High mortality rates among patients with chronic obstructive pulmonary disease (COPD) admitted to intensive care units (ICUs) during the COVID-19 pandemic highlight the need for tailored clinical management strategies.

Study Design and Methods

Epidemiological, clinical, and laboratory data were collected in REDCap for 6512 patients hospitalized with COVID-19 across 55 Spanish ICUs. Patients were stratified into three groups: those with COPD, those with other chronic respiratory diseases (CRD), and those without respiratory comorbidities (No CRD). The primary outcome was to determine clinical predictors for 90-day mortality, focusing on the COPD group. A propensity score matching (PSM) method was applied to analyze the effects of respiratory support, biomarkers, and immunomarkers.

Results

Patients with COPD (n = 328) exhibited a 50% mortality rate compared to 33% of those with other chronic respiratory diseases (CRD, n = 547), and those without respiratory comorbidities (No CRD, n = 5124). Among COPD patients, 95% of whom had Acute Respiratory Distress Syndrome (ARDS) due to COVID-19, the use of a high-flow nasal cannula (HFNC) was associated with reduced 90-day mortality (hazard ratio: 0.54 (95% Confidence Interval [0.31–0.95]). At a molecular scale, lower IgG levels but higher viral load and TNF-alpha, Vascular Cell Adhesion Molecule-1 (VCAM-1), and Fas Cell Surface Death Receptor (Fas) were associated with mortality in the COPD group.

Conclusions

In COPD patients with ARDS due to COVID-19, the use of HFNC was associated with a better prognosis.

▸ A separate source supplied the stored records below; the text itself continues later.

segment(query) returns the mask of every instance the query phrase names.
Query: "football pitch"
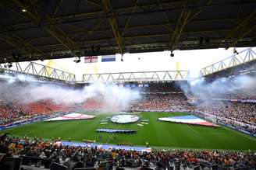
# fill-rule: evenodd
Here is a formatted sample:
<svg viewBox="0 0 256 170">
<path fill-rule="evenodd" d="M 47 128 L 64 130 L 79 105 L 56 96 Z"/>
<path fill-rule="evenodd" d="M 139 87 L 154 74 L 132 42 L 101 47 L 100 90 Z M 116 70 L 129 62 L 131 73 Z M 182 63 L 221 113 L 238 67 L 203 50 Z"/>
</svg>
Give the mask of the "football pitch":
<svg viewBox="0 0 256 170">
<path fill-rule="evenodd" d="M 86 113 L 90 114 L 90 113 Z M 93 115 L 91 113 L 91 115 Z M 225 127 L 208 127 L 197 125 L 180 124 L 158 120 L 158 117 L 183 116 L 181 113 L 141 113 L 141 119 L 149 120 L 149 124 L 117 124 L 108 122 L 101 124 L 108 114 L 94 114 L 94 120 L 38 122 L 0 131 L 23 137 L 43 137 L 45 139 L 61 137 L 73 141 L 95 140 L 98 143 L 132 143 L 145 146 L 146 142 L 155 148 L 195 148 L 256 151 L 256 137 Z M 99 128 L 126 129 L 137 131 L 134 134 L 97 133 Z M 100 136 L 101 136 L 100 137 Z"/>
</svg>

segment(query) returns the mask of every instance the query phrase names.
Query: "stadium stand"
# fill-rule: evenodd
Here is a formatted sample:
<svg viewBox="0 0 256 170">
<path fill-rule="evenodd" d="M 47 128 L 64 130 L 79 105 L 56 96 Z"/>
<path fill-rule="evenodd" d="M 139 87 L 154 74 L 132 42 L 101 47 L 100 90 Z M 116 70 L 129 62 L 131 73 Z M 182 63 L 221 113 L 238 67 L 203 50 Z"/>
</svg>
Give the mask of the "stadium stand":
<svg viewBox="0 0 256 170">
<path fill-rule="evenodd" d="M 47 100 L 27 104 L 0 101 L 0 127 L 30 119 L 48 117 L 50 114 L 67 112 L 71 108 L 71 106 L 66 104 L 55 104 Z"/>
<path fill-rule="evenodd" d="M 0 151 L 5 154 L 1 159 L 0 168 L 12 169 L 11 165 L 3 160 L 15 157 L 22 158 L 23 165 L 32 167 L 49 168 L 51 166 L 55 167 L 57 163 L 62 168 L 66 167 L 66 169 L 120 169 L 119 167 L 138 169 L 253 169 L 256 165 L 253 152 L 173 150 L 148 153 L 116 149 L 105 151 L 90 147 L 64 147 L 56 144 L 57 141 L 44 141 L 40 137 L 31 139 L 24 137 L 21 139 L 3 135 L 0 141 Z"/>
</svg>

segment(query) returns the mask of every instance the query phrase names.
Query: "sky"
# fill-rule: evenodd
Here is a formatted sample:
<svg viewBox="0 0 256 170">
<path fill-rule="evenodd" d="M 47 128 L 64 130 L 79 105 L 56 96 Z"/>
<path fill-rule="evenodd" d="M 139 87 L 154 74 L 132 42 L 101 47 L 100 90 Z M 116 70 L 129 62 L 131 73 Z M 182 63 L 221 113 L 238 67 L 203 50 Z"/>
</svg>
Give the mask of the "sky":
<svg viewBox="0 0 256 170">
<path fill-rule="evenodd" d="M 236 49 L 239 52 L 246 48 Z M 170 57 L 170 51 L 125 54 L 123 61 L 121 54 L 116 54 L 116 61 L 103 63 L 101 56 L 97 63 L 84 63 L 84 57 L 80 63 L 73 62 L 75 58 L 35 62 L 75 74 L 77 81 L 82 79 L 83 74 L 176 70 L 188 70 L 191 78 L 197 78 L 201 68 L 233 55 L 233 48 L 174 50 L 173 53 L 173 57 Z"/>
</svg>

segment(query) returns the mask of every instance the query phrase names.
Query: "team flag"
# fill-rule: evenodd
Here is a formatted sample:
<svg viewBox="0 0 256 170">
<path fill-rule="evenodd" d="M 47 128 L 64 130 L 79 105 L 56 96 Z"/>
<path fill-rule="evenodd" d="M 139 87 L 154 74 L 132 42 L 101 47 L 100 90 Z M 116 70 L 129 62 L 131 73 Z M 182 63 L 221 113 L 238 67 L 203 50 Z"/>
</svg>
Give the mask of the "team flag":
<svg viewBox="0 0 256 170">
<path fill-rule="evenodd" d="M 116 61 L 116 55 L 101 56 L 101 62 Z"/>
<path fill-rule="evenodd" d="M 171 116 L 171 117 L 160 117 L 158 118 L 158 120 L 162 121 L 175 122 L 175 123 L 186 123 L 186 124 L 197 124 L 197 125 L 203 125 L 208 127 L 218 127 L 218 125 L 215 125 L 204 120 L 200 119 L 199 117 L 197 117 L 193 115 Z"/>
<path fill-rule="evenodd" d="M 84 63 L 97 63 L 98 56 L 84 57 Z"/>
</svg>

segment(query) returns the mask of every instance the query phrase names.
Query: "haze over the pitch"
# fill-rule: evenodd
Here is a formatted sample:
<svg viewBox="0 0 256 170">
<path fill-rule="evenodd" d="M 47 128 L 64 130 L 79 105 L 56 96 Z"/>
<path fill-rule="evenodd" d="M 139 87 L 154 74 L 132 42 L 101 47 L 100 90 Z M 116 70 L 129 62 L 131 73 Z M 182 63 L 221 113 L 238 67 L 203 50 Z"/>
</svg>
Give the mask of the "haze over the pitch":
<svg viewBox="0 0 256 170">
<path fill-rule="evenodd" d="M 74 88 L 34 79 L 20 75 L 2 75 L 0 95 L 5 101 L 30 103 L 48 99 L 56 103 L 81 103 L 88 99 L 102 101 L 109 108 L 123 109 L 140 98 L 139 92 L 114 84 L 95 83 L 83 88 Z"/>
<path fill-rule="evenodd" d="M 255 76 L 242 75 L 219 78 L 212 82 L 208 82 L 204 78 L 199 78 L 189 82 L 187 85 L 180 85 L 180 87 L 188 98 L 228 99 L 235 95 L 247 99 L 256 95 L 255 85 Z"/>
</svg>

The dysregulation in biomarkers and immunomarkers in COPD patients and its association with mortality highlight the need for further targeted therapeutic strategies.
重症监护病房重症COVID-19合并COPD患者的结局和死亡率预测因素:一项多中心研究
背景:COVID-19大流行期间入住重症监护病房(icu)的慢性阻塞性肺疾病(COPD)患者的高死亡率突出表明需要制定量身定制的临床管理策略。研究设计和方法:在REDCap中收集了55个西班牙icu中6512名COVID-19住院患者的流行病学、临床和实验室数据。患者被分为三组:COPD患者、其他慢性呼吸系统疾病(CRD)患者和无呼吸系统合并症(No CRD)患者。主要结果是确定90天死亡率的临床预测因素,重点是COPD组。采用倾向评分匹配(PSM)方法分析呼吸支持、生物标志物和免疫标志物的效果。结果:COPD患者(n = 328)的死亡率为50%,而其他慢性呼吸道疾病(CRD, n = 547)和无呼吸道合并症(No CRD, n = 5124)患者的死亡率为33%。在COPD患者中,95%的患者因COVID-19发生急性呼吸窘迫综合征(ARDS),使用高流量鼻插管(HFNC)与降低90天死亡率相关(风险比:0.54(95%可信区间[0.31 ~ 0.95])。在分子水平上,较低的IgG水平但较高的病毒载量和tnf - α、血管细胞粘附分子-1 (VCAM-1)和Fas细胞表面死亡受体(Fas)与COPD组的死亡率相关。结论:在COVID-19合并ARDS的COPD患者中,使用HFNC与较好的预后相关。慢性阻塞性肺病患者生物标志物和免疫标志物的失调及其与死亡率的关联表明需要进一步的靶向治疗策略。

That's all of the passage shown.